O que acontece no cérebro
Durante a palestra, Evenyn apresentou estudos sobre alterações nos circuitos cerebrais relacionados à recompensa, tomada de decisão e controle dos impulsos.
A expectativa de ganhar pode manter a pessoa presa ao ciclo das apostas. Mesmo depois de acumular perdas, ela pode continuar jogando na tentativa de recuperar o dinheiro perdido.
A psicóloga destacou que não existe uma única causa para o desenvolvimento da dependência. Fatores genéticos, características individuais, condições de saúde mental e o ambiente em que a pessoa vive podem se combinar e aumentar os riscos.
Impulsividade, dificuldade para lidar com emoções e frustrações, exposição precoce aos jogos, problemas financeiros e falta de suporte emocional estão entre os fatores citados.
Ansiedade, depressão, TDAH, transtornos de humor e uso de substâncias também podem aparecer associados aos problemas com apostas.
“Todos somos vulneráveis, mas algumas pessoas apresentam fatores que aumentam essa possibilidade”, explicou.
Problema não afeta apenas quem aposta
Outro alerta feito por Evenyn é que os efeitos da dependência ultrapassam a pessoa que joga e podem atingir toda a família.
“É muito fácil pensar que a escolha está nas mãos da pessoa, mas o que a gente faz afeta a vida de quem está junto da gente”, afirmou.

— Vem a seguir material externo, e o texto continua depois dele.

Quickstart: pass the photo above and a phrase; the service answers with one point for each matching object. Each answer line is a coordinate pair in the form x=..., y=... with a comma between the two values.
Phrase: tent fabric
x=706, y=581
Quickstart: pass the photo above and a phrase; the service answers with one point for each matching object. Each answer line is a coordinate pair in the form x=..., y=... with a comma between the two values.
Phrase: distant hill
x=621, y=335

A presidente do Fundo Social de Cotia e chefe de gabinete do vice-prefeito, Gleides Sodré, relatou que os impactos das apostas também já aparecem no atendimento social.
Segundo ela, há situações em que recursos destinados às necessidades básicas das famílias são utilizados em jogos e, posteriormente, essas pessoas procuram a rede socioassistencial.
Tratamento é possível
Profissionais do Centro de Atenção Psicossocial (CAPS) que participaram do encontro explicaram que pessoas com problemas relacionados às apostas já procuram a rede de saúde mental.

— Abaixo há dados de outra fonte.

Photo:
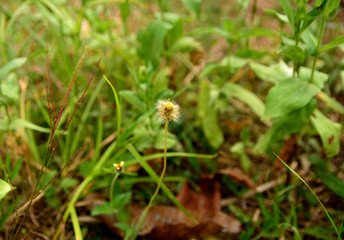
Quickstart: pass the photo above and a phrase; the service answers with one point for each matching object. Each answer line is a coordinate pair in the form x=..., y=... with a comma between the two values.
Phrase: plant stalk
x=145, y=211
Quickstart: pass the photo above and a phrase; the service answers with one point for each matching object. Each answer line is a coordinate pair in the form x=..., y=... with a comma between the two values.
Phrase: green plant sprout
x=310, y=189
x=167, y=111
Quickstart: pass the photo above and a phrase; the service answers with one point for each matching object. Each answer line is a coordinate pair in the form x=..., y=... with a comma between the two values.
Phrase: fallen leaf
x=238, y=175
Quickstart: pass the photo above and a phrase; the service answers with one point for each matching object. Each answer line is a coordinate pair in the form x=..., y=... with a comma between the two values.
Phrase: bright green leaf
x=208, y=115
x=235, y=90
x=4, y=188
x=11, y=65
x=329, y=132
x=290, y=12
x=284, y=126
x=160, y=140
x=287, y=96
x=256, y=32
x=193, y=6
x=273, y=74
x=294, y=53
x=185, y=44
x=319, y=78
x=132, y=98
x=334, y=43
x=152, y=41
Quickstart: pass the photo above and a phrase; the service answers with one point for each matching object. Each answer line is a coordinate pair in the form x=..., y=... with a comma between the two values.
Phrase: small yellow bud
x=119, y=166
x=168, y=110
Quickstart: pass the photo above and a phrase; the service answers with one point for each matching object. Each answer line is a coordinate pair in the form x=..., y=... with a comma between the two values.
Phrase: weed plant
x=251, y=81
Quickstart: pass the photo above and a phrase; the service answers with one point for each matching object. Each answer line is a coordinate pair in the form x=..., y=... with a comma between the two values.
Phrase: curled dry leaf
x=238, y=175
x=168, y=222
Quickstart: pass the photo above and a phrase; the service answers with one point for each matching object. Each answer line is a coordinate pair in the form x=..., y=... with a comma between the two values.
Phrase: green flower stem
x=112, y=186
x=145, y=211
x=320, y=36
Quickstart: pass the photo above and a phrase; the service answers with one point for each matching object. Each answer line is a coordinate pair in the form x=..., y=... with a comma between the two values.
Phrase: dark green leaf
x=132, y=98
x=193, y=6
x=296, y=54
x=11, y=65
x=235, y=90
x=208, y=115
x=334, y=43
x=284, y=126
x=332, y=7
x=152, y=41
x=4, y=188
x=329, y=132
x=331, y=182
x=272, y=74
x=287, y=96
x=290, y=12
x=256, y=32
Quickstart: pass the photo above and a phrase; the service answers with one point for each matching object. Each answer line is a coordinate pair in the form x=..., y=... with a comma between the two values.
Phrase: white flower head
x=168, y=110
x=119, y=166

Um dos desafios, segundo as profissionais Priscila e Juliana, é manter os pacientes no tratamento. O preconceito e a dificuldade de reconhecer a dependência como um problema de saúde podem contribuir para o abandono do acompanhamento.
O serviço possui um grupo específico, chamado Sorte e Azar, voltado a pessoas com problemas relacionados aos jogos.

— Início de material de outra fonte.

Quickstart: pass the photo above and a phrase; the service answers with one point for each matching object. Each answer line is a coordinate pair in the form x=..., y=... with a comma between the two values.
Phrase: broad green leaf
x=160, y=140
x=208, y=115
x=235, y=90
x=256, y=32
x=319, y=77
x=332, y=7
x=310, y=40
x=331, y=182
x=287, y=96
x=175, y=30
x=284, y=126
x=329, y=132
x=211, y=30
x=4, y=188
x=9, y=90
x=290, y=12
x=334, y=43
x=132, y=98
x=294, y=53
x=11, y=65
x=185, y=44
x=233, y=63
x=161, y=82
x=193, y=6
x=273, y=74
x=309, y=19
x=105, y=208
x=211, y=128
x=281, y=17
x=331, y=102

Evenyn também reforçou a importância de familiares e amigos observarem mudanças de comportamento e conversarem sobre o assunto sem julgamento.
Debate pode chegar à legislação municipal
O encontro também abriu espaço para discutir possíveis medidas de prevenção no município.
O chefe de gabinete do prefeito, Edgar de Souza, informou que o Gabinete trabalha em uma proposta de projeto de lei relacionada à publicidade de plataformas de apostas em Cotia.
A discussão mostrou que, por trás da facilidade de fazer uma aposta pelo celular, existe um problema que pode envolver saúde mental, endividamento, relações familiares e vulnerabilidade social.
Para Evenyn, reconhecer os sinais e buscar ajuda são passos importantes para interromper esse ciclo.
Onde buscar ajuda
Pessoas que enfrentam dificuldades relacionadas à dependência em jogos podem procurar atendimento na rede de saúde mental do município.
CAPS AD – Centro de Atenção Psicossocial Álcool e Drogas
Rua Topázio, 318 – Jardim Nomura, Cotia.